Niedobory pokrywane były początkowo dzięki wykorzystaniu tzw. gazu technicznego (tj. znajdującego się w gazociągach przesyłowych), umożliwiającego utrzymanie ciśnienia, co z kolei skutkowało jego spadkiem i obniżało efektywność infrastruktury. 6 października Moldovagaz wezwał dużych odbiorców przemysłowych do ograniczania zużycia, a firmy (w tym ciepłownicze) do przestawienia się na alternatywne paliwa (głównie ropę i produkty ropopochodne). Rząd przygotowuje szereg działań mających chronić najbardziej narażonych odbiorców przed konsekwencjami niedoborów i wzrostu cen gazu.
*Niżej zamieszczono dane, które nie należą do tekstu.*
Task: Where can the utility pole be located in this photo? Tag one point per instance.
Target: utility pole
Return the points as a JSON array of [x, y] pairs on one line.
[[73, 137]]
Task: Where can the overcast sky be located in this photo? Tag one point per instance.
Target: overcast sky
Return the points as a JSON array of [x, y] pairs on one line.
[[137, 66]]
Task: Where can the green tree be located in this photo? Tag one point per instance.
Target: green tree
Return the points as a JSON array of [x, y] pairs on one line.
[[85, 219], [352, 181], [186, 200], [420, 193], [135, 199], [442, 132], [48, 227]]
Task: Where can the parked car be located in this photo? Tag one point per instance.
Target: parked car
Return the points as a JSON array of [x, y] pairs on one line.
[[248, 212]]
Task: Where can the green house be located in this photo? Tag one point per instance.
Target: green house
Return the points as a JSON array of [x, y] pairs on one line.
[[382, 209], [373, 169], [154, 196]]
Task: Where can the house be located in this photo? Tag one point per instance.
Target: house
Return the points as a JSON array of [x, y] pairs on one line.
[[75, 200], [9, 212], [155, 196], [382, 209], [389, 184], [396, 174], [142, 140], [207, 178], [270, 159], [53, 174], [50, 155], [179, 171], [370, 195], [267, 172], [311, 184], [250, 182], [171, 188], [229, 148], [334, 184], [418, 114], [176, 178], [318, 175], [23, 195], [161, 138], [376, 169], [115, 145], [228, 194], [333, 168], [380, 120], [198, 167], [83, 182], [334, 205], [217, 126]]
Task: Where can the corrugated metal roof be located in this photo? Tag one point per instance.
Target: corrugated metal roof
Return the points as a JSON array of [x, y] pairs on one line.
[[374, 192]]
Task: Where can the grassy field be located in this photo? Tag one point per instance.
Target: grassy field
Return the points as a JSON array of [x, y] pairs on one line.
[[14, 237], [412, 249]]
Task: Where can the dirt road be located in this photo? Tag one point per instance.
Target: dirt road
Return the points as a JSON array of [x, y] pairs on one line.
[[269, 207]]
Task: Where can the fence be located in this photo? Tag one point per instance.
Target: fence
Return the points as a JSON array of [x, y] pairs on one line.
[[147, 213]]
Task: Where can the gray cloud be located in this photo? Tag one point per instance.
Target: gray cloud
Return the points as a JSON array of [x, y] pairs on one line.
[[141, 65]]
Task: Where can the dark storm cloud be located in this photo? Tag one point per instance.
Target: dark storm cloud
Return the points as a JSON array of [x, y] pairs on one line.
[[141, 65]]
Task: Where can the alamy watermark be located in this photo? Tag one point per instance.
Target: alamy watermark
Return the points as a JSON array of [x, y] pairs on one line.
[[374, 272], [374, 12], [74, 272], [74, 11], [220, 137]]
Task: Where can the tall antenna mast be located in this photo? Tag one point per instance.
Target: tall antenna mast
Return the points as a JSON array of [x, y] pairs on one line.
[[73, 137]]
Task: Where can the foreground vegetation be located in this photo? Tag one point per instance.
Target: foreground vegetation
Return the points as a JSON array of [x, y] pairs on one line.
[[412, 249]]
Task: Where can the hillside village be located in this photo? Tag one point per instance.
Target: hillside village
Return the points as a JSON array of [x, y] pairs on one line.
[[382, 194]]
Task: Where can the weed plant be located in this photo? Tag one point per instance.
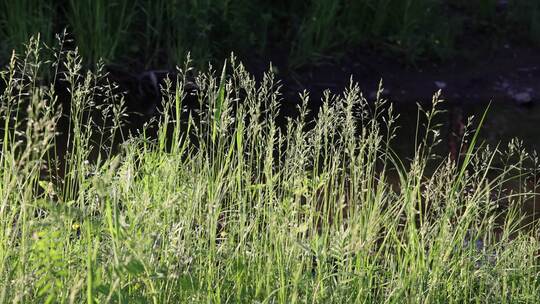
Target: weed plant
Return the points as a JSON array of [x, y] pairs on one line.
[[160, 32], [101, 28], [19, 20], [228, 206]]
Zgodnie z deklaracją władz dopóki nie zostanie podpisany nowy kontrakt z Gazpromem, taryfy dla odbiorców komercyjnych oraz indywidualnych nie ulegną zmianie. 11 października wicepremier Spînu zwrócił się do państw UE z prośbą o uruchomienie awaryjnych dostaw gazu, wskazując, że cena żądana przez Gazprom nie ma uzasadnienia i jest nierealistyczna oraz że Kiszyniów oprócz rozmów z Rosją szuka też alternatywnych dostaw z Rumunii i Ukrainy.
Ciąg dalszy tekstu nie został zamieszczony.